De term ‘aardrijkskunde’

Net zoals voor een aantal andere vakken (wiskunde, scheikunde…) hebben we in het Nederlands een bijzonder woord voor wat in andere talen met de term ‘geografie’ wordt aangeduid: aardrijkskunde. Deze term is bijzonder gelukkig omdat hij aanduidt dat in deze wetenschap iets zeer bijzonders bestudeerd wordt. Niet de ‘aarde’ als fysisch object, zelfs niet de aarde als economisch gegeven is het object van onze aandacht, maar wel het ‘aardrijk’. Wellicht benadert de term ‘aardrijk’ beter het Griekse ‘geos’ dan de term ‘aarde’ (als aanduiding van een planeet in de gewone astronomische zin).

Wat is het ‘aardrijk’? Men kan niet zomaar zeggen dat met ‘aardrijk’ het ‘rijk in het bezit van de mens’ bedoeld wordt (naar analogie met ‘koninkrijk’). Maar het ‘aardrijk’ is wel de wereld of kosmos die via de zintuigen verschijnt aan de mens, aangegrepen wordt door de mens, en getransformeerd wordt door de mens. Deze transformatie doet zich voor als een proces dat geen principiële grenzen schijnt te kennen.

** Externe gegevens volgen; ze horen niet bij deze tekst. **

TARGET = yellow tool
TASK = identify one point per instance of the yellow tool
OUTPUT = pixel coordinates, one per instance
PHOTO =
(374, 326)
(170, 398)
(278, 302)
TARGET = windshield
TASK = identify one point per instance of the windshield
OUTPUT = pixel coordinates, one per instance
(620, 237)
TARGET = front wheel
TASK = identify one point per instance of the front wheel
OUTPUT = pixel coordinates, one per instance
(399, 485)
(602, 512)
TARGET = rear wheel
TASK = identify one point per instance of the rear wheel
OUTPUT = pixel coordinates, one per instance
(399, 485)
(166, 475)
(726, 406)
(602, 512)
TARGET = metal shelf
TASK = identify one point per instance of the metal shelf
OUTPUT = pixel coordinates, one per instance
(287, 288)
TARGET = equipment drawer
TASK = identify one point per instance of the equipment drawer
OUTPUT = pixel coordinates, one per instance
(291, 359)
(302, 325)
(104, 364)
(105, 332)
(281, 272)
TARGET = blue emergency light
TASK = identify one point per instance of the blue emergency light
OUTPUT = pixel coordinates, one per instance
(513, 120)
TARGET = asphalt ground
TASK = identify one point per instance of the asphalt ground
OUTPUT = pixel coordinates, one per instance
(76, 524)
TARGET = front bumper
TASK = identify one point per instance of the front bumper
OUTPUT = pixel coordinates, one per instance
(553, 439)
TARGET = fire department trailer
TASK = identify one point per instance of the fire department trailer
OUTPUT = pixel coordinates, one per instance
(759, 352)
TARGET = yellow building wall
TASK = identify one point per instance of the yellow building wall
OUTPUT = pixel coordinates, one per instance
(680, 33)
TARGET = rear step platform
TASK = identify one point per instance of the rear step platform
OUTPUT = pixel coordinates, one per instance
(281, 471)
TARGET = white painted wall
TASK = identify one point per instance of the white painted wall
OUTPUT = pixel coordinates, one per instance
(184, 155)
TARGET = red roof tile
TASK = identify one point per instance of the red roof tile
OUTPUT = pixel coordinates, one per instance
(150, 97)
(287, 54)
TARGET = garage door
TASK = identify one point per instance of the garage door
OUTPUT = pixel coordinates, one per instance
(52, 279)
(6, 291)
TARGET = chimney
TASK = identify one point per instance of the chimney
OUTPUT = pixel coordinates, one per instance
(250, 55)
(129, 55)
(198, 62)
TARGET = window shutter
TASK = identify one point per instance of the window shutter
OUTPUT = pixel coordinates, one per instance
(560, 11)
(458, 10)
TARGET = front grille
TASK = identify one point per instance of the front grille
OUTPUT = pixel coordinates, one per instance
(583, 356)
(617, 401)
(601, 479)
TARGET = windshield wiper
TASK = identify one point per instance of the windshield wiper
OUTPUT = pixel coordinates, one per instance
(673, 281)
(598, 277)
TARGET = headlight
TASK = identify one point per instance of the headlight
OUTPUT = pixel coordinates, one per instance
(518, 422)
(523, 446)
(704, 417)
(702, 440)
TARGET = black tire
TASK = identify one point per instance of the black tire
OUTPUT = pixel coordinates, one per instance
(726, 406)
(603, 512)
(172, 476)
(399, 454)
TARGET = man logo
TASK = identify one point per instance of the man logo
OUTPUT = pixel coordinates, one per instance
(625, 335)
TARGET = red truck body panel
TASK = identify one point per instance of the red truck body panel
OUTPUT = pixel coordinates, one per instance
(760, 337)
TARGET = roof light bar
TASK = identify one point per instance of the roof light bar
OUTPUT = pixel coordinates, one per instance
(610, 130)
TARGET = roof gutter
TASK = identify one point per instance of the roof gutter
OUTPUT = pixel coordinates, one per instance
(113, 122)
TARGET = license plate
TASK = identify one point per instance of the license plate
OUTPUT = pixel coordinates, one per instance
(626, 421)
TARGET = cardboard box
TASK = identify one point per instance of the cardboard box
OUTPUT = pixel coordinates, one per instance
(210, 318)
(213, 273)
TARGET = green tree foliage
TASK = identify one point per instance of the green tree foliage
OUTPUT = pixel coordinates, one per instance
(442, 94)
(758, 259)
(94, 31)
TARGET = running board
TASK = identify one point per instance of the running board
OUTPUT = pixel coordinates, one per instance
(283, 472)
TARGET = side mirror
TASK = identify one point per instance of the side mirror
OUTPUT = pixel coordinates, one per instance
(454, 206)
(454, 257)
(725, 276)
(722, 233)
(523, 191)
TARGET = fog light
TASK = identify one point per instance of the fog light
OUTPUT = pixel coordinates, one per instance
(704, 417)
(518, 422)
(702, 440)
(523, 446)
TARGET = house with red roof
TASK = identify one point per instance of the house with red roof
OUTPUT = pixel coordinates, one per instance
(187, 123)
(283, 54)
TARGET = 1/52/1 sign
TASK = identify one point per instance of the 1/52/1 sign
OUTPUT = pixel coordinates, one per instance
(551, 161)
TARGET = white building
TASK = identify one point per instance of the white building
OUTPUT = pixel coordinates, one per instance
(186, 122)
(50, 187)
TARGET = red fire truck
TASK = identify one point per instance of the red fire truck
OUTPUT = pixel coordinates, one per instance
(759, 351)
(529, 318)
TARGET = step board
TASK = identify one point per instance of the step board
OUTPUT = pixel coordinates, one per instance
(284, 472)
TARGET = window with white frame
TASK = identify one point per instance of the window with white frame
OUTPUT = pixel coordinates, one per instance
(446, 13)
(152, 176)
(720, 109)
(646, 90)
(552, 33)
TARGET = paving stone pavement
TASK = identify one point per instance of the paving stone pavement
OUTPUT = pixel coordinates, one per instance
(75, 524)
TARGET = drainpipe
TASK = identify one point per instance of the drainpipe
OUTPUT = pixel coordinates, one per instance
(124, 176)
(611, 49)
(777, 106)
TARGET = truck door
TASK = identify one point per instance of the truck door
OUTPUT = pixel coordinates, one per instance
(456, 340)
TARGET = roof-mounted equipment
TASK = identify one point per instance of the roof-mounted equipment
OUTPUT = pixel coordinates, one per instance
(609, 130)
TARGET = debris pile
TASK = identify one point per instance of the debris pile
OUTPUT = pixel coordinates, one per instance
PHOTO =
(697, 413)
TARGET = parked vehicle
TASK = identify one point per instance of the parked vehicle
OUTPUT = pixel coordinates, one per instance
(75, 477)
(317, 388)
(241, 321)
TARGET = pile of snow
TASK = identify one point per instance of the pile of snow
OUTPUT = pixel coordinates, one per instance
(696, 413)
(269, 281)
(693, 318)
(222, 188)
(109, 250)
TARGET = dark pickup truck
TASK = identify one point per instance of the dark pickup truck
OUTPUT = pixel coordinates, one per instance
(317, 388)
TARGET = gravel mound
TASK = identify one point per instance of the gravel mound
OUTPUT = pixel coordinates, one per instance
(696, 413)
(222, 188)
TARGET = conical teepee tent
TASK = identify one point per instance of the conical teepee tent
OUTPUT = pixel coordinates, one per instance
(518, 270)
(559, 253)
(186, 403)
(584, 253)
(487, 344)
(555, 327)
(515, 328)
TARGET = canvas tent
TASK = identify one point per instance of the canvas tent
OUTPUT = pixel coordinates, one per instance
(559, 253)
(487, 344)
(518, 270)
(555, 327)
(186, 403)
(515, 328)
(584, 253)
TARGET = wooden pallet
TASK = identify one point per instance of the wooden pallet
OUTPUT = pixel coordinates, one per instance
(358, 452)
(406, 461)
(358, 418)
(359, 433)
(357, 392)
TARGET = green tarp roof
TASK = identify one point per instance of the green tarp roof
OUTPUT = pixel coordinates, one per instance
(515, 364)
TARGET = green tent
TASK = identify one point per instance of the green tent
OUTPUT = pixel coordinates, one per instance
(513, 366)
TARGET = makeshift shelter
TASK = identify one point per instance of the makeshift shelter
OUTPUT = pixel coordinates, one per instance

2_3_1_5_aHet aardrijk is de wereld zoals die door de waarnemende en handelende mens beleefd wordt. Het aardrijk heeft dus een zeer bijzondere relatie tot de mens:

  • de menselijke wereld in de engere zin, het sociale organisme, maakt onverkort deel uit van het aardrijk;
  • tegelijk overstijgt het aardrijk de mens (zie verder);
  • de studie van het aardrijk vergt een bijzondere benadering, omdat de mens zelf er deel van uitmaakt.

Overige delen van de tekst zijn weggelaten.